Plaisir volé

Boule de pâte

Un petit énervement contre moi-même, mâtiné de regret, hier soir, tandis que je pétrissais la pâte à tarte que je venais de faire. De l’énervement et du regret à l’idée de tout le plaisir que j’avais perdu, pendant des dizaines d’années, en achetant de la pâte à tarte vendue dans le commerce au lieu de la faire moi-même, de la pétrir moi-même avec de la farine, de l’huile, du sel et de l’eau, et d’éprouver ainsi, sous mes doigts et ma paume, le contact soyeux de la farine formant peu à peu pâte et celui, souple, plastique, élastique, érotique, de la pâte devenant chair.

Ils m’ont bien eu, me disais-je, ces vendeurs de pâte préfabriquée, à me convaincre qu’à utiliser leur produit je gagnerais du temps, alors que ce temps gagné était justement celui qu’il aurait fallu ralentir, allonger, arrêter, le temps béni des mains dans la farine.

C’est toujours un marché de dupes avec ces histoires de temps gagné : on nous fait miroiter un gain de temps qui nous permettra d’accroître celui dont on dispose pour nous et ceux qu’on aime ; et l’on se rend compte que ce temps prétendument gagné est gaspillé devant sa télévision ou son téléphone tandis qu’est irrémédiablement perdu le temps en fait bien agréable qu’on employait à faire les courses, la cuisine, les tâches ménagères ou le bricolage.

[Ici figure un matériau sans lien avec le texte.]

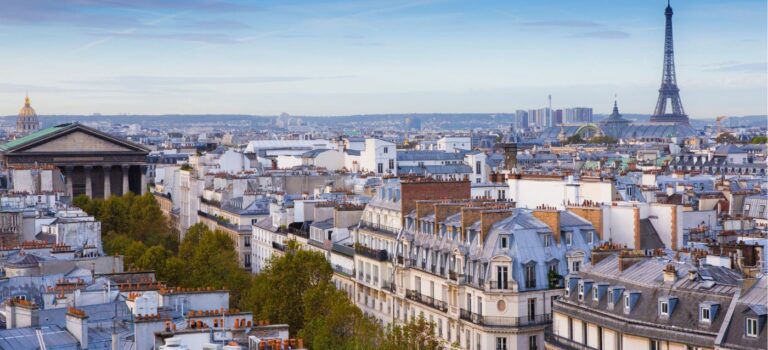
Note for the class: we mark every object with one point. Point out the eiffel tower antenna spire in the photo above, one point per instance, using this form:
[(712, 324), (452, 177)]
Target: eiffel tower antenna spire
[(669, 93)]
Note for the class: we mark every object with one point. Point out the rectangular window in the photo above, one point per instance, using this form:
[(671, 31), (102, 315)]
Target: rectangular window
[(531, 309), (501, 277), (704, 314), (501, 343), (752, 327), (530, 276), (547, 240)]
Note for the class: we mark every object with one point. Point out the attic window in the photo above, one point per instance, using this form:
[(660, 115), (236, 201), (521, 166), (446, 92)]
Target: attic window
[(752, 327), (704, 314), (546, 240)]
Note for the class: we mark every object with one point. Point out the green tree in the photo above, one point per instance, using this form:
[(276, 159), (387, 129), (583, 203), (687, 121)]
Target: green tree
[(603, 140), (133, 252), (331, 321), (275, 291), (759, 139), (418, 333), (573, 139), (726, 137), (155, 259)]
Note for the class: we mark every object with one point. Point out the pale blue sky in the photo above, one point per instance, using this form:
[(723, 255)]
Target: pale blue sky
[(345, 57)]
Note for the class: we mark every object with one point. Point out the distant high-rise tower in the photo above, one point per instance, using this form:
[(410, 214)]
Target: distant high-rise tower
[(27, 122), (668, 92)]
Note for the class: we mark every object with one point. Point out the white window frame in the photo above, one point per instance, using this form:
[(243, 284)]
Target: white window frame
[(664, 305), (752, 325), (705, 309)]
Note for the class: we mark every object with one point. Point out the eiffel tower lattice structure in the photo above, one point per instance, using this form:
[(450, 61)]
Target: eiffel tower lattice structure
[(669, 93)]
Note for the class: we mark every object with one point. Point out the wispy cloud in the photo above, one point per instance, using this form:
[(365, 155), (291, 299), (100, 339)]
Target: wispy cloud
[(562, 23), (602, 34), (733, 66), (192, 80)]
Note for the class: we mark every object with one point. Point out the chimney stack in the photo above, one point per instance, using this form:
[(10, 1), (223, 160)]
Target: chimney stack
[(670, 273), (77, 325)]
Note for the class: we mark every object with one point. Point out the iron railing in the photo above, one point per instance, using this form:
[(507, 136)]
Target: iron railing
[(426, 300), (379, 227), (559, 342), (278, 246), (376, 254), (503, 321)]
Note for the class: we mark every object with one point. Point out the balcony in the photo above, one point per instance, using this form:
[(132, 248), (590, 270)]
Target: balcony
[(554, 341), (470, 316), (379, 227), (452, 275), (298, 232), (389, 286), (499, 285), (501, 321), (426, 300), (343, 271), (376, 254)]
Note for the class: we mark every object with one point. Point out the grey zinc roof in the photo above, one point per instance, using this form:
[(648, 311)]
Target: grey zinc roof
[(427, 155), (435, 169), (54, 336)]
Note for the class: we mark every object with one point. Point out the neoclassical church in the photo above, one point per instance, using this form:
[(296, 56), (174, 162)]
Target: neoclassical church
[(85, 160), (27, 121)]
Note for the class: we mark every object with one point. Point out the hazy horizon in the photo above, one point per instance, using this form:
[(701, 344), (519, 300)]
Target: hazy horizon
[(343, 58)]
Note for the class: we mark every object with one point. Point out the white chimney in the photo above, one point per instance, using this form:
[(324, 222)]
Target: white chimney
[(77, 325)]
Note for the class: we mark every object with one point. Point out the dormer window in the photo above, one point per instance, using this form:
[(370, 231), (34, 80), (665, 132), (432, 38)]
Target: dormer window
[(707, 311), (546, 240), (752, 327)]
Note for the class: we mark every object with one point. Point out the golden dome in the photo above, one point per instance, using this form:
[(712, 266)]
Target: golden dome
[(27, 110)]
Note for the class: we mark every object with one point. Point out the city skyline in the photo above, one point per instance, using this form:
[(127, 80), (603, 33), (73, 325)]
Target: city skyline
[(221, 57)]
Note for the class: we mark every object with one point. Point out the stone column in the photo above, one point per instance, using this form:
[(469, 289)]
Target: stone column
[(107, 181), (143, 170), (88, 181), (125, 179), (68, 178)]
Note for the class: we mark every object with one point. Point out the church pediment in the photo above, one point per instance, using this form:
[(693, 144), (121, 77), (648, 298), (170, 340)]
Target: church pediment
[(70, 139), (77, 141)]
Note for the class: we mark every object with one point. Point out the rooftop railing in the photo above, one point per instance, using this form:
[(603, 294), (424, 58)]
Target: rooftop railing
[(379, 227), (376, 254)]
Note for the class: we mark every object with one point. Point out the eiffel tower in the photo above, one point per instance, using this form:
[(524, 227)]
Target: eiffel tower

On a seulement remplacé un travail domestique dont on tirait fierté par de la consommation de masse, une consommation qui laisse un goût amer de temps perdu.

C’est le même processus qu’avec la vitesse : on nous présente (mais nous tombons si facilement dans le panneau que nous sommes certainement plus consentantes que victimes), on nous présente la vitesse comme le moyen d’avoir plus de temps pour faire des choses intéressantes ; nous approuvons ce discours qui nous paraît si juste, si pertinent, si frappé au coin du bon sens ; hochons la tête à l’énoncé de cette apparente évidence ; et oublions que, très souvent, le temps gagné sur le déplacement est le sel même du voyage, sa substance la plus subtile et la plus irremplaçable ; qu’il y a, dans le trajet, dans la longueur, la durée, les affres et la fatigue du trajet, un espace, une ouverture, une attente sans lesquelles le voyage perd ses couleurs les plus vives, se désincarne et s’effiloche.

J’en viens à me dire qu’il y a probablement, dans toute tentative pour gagner du temps, dans tout effort produit à cette seule fin, quelque chose d’intrinsèquement faux et peut-être même mensonger, car passant systématiquement sous silence le deuxième terme de l’échange : or il y a toujours, dans le gain de temps (dans ce qui ne vise que le gain de temps), une contrepartie, quelque chose de perdu, un essentiel, parfois, qui disparaît.


Merci à Mylène qui m’a enfin convaincu de faire ma pâte au lieu de l’acheter.

Aldor Écrit par :

Un commentaire

  1. Est-ce que c’est vraiment le temps qu’on perd ? Peut-on vraiment gagner du temps ? En effet, le temps doit cacher quelque chose qu’il est plus difficile de nommer.
    Merci et une belle journée à toi, Aldor.